Slugs and snails are a nuisance for most gardeners, but simple preventive treatment, such as erecting barriers, encouraging predators, and using biological controls, can significantly reduce attacks in gardens. Tackle other pests with similar organic controls and guards to reduce the need for chemicals.
Slugs and snails
Although these are annoying plant pests, much of their activity, such as devouring rotting vegetation, is actually beneficial. Unfortunately, they do not discriminate and are equally happy to chomp through desirable plants and crops.
These nocturnal nibblers have rasping mouthparts, and chew the margins of leaves and petals, as well as leaving holes in them. They also strip off chunks of stem, causing young plants to collapse, and graze the skin and peel of fruit and vegetables.

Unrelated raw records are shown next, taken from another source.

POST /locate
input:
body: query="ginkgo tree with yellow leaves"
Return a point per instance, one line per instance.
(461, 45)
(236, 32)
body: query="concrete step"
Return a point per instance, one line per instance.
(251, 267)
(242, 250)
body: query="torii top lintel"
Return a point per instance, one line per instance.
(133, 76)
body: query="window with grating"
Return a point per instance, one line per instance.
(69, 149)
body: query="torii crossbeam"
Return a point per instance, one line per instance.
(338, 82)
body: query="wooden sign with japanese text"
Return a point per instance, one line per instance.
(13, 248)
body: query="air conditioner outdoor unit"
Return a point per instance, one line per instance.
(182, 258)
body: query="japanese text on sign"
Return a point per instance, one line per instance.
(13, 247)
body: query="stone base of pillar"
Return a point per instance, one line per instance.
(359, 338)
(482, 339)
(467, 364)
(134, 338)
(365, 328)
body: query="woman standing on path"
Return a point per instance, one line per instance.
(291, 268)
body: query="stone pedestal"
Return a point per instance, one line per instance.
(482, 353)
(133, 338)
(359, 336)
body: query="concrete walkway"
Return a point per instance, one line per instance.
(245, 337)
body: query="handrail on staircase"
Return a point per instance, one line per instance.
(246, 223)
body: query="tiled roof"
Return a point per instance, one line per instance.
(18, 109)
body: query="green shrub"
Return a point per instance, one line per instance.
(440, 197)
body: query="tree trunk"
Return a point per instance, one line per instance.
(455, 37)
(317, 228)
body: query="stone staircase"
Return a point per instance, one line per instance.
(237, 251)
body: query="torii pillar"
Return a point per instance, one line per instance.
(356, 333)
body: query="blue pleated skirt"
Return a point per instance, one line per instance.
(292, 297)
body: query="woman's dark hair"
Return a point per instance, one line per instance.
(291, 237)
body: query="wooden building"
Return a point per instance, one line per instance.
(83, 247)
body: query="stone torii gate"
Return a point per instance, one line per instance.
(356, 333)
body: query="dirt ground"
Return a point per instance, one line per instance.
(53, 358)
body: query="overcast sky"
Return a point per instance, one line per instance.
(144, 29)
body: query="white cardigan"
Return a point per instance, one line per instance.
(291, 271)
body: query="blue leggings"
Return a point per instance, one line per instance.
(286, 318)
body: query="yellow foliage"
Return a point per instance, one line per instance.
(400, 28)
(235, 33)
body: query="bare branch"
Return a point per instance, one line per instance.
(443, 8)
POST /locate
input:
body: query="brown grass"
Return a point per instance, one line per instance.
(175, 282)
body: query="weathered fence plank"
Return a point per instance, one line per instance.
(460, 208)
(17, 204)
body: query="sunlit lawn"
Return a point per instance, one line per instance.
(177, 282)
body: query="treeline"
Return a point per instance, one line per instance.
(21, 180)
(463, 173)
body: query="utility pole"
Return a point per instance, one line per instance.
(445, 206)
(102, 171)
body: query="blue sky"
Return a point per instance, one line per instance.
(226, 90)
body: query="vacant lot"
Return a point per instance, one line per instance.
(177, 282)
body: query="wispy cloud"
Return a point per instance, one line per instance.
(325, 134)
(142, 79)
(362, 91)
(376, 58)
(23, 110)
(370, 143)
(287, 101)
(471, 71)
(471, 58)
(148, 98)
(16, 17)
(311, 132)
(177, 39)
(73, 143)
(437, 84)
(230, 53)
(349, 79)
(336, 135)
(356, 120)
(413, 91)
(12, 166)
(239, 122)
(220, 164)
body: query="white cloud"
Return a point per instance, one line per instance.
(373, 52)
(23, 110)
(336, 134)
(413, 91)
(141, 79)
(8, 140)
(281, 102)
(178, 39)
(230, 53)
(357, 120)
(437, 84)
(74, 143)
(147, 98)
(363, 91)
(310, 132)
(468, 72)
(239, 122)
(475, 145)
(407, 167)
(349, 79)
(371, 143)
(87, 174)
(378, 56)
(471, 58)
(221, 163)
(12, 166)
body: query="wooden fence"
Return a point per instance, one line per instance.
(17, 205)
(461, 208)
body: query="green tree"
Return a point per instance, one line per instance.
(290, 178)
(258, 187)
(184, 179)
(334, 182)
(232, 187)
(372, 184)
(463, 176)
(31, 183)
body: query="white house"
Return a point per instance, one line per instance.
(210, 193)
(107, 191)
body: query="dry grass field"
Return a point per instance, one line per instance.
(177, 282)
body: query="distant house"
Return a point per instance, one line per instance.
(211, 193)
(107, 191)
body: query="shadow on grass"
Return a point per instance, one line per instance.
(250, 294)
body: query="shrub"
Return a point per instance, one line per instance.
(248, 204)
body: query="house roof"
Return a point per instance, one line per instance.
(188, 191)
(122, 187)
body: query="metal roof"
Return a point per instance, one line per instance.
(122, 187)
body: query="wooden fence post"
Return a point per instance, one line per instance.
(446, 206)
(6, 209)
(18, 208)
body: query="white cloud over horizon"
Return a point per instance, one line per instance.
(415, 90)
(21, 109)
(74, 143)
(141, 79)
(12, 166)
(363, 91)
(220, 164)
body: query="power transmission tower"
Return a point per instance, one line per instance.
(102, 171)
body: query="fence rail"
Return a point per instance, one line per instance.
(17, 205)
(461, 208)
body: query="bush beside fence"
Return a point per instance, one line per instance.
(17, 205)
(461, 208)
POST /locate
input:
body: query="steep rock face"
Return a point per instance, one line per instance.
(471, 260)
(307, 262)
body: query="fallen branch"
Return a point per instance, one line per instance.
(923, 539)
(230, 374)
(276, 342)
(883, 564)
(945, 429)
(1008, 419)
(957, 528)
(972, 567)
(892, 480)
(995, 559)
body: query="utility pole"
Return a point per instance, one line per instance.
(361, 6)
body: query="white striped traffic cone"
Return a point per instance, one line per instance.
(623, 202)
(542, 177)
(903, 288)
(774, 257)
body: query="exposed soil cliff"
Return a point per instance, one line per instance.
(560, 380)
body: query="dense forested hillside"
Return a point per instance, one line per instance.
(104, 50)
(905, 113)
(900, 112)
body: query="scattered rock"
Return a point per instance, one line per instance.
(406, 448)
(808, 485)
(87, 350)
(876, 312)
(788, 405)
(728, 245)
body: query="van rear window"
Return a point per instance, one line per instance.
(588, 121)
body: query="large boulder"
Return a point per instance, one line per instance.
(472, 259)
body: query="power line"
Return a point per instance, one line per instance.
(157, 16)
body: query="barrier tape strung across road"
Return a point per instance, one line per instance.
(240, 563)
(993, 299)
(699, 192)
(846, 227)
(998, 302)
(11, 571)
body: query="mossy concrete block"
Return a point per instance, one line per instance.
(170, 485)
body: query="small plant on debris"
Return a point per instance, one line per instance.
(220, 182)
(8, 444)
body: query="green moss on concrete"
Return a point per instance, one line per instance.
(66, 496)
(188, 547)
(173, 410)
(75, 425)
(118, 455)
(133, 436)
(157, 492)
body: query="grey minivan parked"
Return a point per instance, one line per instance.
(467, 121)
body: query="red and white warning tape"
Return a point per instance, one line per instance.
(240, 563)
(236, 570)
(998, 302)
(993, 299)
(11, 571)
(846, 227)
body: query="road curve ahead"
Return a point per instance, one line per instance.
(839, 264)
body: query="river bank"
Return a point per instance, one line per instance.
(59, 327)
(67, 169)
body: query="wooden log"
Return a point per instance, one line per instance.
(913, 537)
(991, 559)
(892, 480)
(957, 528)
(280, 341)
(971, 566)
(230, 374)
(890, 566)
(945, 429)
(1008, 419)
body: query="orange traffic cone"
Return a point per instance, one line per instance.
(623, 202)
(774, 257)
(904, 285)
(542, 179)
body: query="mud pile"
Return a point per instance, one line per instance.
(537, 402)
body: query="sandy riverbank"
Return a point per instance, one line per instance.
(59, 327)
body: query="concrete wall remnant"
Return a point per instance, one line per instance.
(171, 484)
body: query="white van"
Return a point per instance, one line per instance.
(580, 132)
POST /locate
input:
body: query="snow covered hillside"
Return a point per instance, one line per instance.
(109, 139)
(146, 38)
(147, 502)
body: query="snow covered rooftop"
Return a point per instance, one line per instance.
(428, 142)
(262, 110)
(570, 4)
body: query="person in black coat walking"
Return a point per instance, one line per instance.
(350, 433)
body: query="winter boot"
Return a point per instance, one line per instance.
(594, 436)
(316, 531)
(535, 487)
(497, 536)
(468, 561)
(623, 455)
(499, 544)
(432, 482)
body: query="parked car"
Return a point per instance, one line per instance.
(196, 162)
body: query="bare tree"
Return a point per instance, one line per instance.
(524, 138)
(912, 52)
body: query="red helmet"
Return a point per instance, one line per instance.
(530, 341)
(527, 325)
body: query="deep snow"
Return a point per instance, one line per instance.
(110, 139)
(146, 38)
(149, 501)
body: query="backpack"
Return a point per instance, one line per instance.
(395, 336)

Seedlings and any juicy young shoots of established plants, flower and leaf buds, and newly unfurled foliage are particularly vulnerable. Snails can climb up walls and tall plants to reach their food, while some slugs live underground.
Organic control
Check under and around the rims of pots, beneath ledges, in piles of rocks or logs, and on evergreen shrubs where slugs and snails roost, and pick them off. Beer traps will lure them in at night. Slugs and snails are also deterred by copper strips, which give them an electric shock when they pass over them, and cloches made from plastic bottles. If all else fails, sprinkle pellets sparingly around key plants.
Aphids
These pests are commonly known as greenfly, although other colors exist and some have a woolly wax coating. Aphid species number over 4,000 worldwide, and many favor specific plants. They reproduce rapidly in spring and summer.
Signs of attack
Shriveled and distorted shoots, leaves, and flowers are the main signs of aphid attacks. You may also see a residue of a sticky honeydew excretion, which can lead to black sooty mold. Also look for aphids’ white discarded skins, which they shed as they grow.
Aphids transmit viruses, and yellow mottling and color streaks in leaves and flowers indicate possible infection. These tiny insects give birth to live young that immediately start feeding, so soft plant tips rapidly become infested. Pinch off heavily affected shoots or blast them with water from a hosepipe.
Birds and small mammals
Mice and other rodents dig up spring-sown seeds in the kitchen garden, and in autumn munch on ripening fruits and gnaw newly planted bulbs. Some birds are also a nuisance, pecking flowers, pulling up seedlings, eating brassicas, and stealing fruit.
Avoiding devastation
Rabbits, squirrels, and pigeons can lay waste to newly planted beds, borders, and pots. To avoid scenes with plants ruined, erect barriers or netting, or cover seedlings and pots of bulbs with chicken wire. To prevent cats from scratching in the finely tilled soil of seed beds, lay thorny twigs across the surface, or insert short bamboo canes between crops or flowers. Sow large seeds, such as peas and beans, in pots away from hungry mice, and protect trees and shrubs with rabbit guards.
Tips: Biological control
Slugs, vine weevils, chafer grubs, and crane fly larvae can all be controlled with microscopic nematode worms that kill the pests without harming the environment. Mix the nematodes with water and apply at specific times of year, following the supplier’s instructions. Treatments may need to be repeated. You can buy nematodes to control a range of pests on the internet or via mail-order companies.